Otitis media is an inflammation of the middle ear. It is one of the most common health
problems that affect children younger than 5 years. This is most commonly caused by the
buildup of fluid behind the ear drum, as a result of a blockage to the Eustachian tube.
Otitis media caused by the common respiratory pathogens Streptococcus such as
Streptococcus pneumoniae, Haemophilus influenzae, and Moraxella catarrhalisis often
preceded by a viral infection. Chronic supperative otitis media (CSOM) is caused by bacteria
found in the skin of the external ear when they enter into the middle ear through a chronic
perforation.
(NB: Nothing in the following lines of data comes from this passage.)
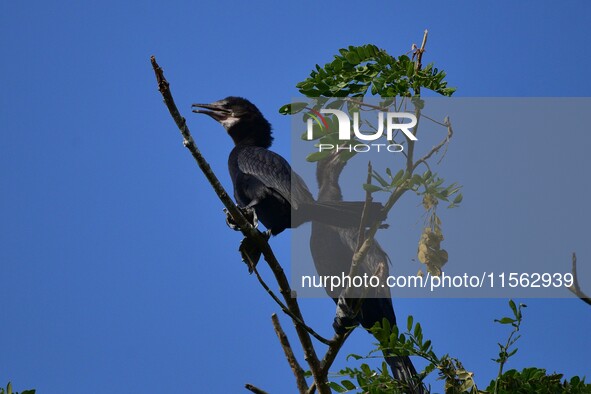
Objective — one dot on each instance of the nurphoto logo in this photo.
(344, 124)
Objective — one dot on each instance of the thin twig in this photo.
(247, 229)
(286, 310)
(575, 288)
(254, 389)
(368, 201)
(291, 359)
(437, 147)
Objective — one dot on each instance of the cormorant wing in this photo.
(274, 172)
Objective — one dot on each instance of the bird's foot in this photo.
(248, 213)
(345, 318)
(250, 252)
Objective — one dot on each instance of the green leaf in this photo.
(336, 387)
(316, 156)
(292, 108)
(513, 307)
(348, 385)
(371, 188)
(506, 320)
(380, 179)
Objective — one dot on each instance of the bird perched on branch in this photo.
(332, 250)
(264, 181)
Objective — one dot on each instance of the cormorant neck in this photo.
(252, 133)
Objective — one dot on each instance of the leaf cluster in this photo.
(359, 70)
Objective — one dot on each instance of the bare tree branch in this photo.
(575, 288)
(437, 147)
(291, 359)
(254, 389)
(286, 310)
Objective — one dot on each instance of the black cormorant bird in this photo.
(264, 181)
(332, 250)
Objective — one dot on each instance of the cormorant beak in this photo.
(215, 110)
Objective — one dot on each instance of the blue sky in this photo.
(118, 272)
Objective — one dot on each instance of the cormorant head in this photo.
(241, 118)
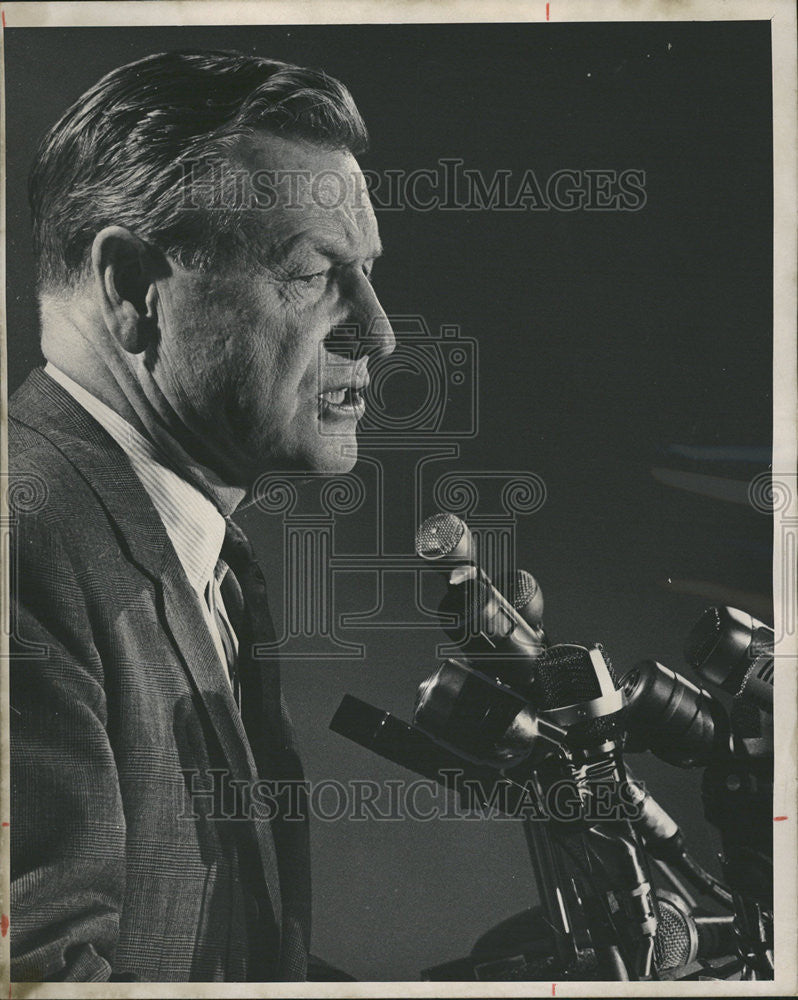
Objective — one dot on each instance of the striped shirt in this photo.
(193, 523)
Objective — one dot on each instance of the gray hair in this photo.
(118, 156)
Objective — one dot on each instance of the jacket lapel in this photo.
(42, 404)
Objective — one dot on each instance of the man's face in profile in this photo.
(250, 356)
Clinically otitis media presents with different signs, symptoms, and duration of
the exudates.
Acute otitis media (AOM) is acute inflammation the middle ear due to respiratory pathogens
and symptoms including otorrhoea occurring with less than two weeks of duration but in
CSOM more than two weeks.
Impaired hearing is the most frequent effect of otitis media and severe disability often
complicates this disease in developing countries. Hearing impairment impacts the ability to
work, to learn in school, or to develop basic language skills.
Objectives: To assess bacterial isolates, antibiotic susceptibility pattern and risk factors
among patients with ear infection at ENT clinic of Gondar University Hospital.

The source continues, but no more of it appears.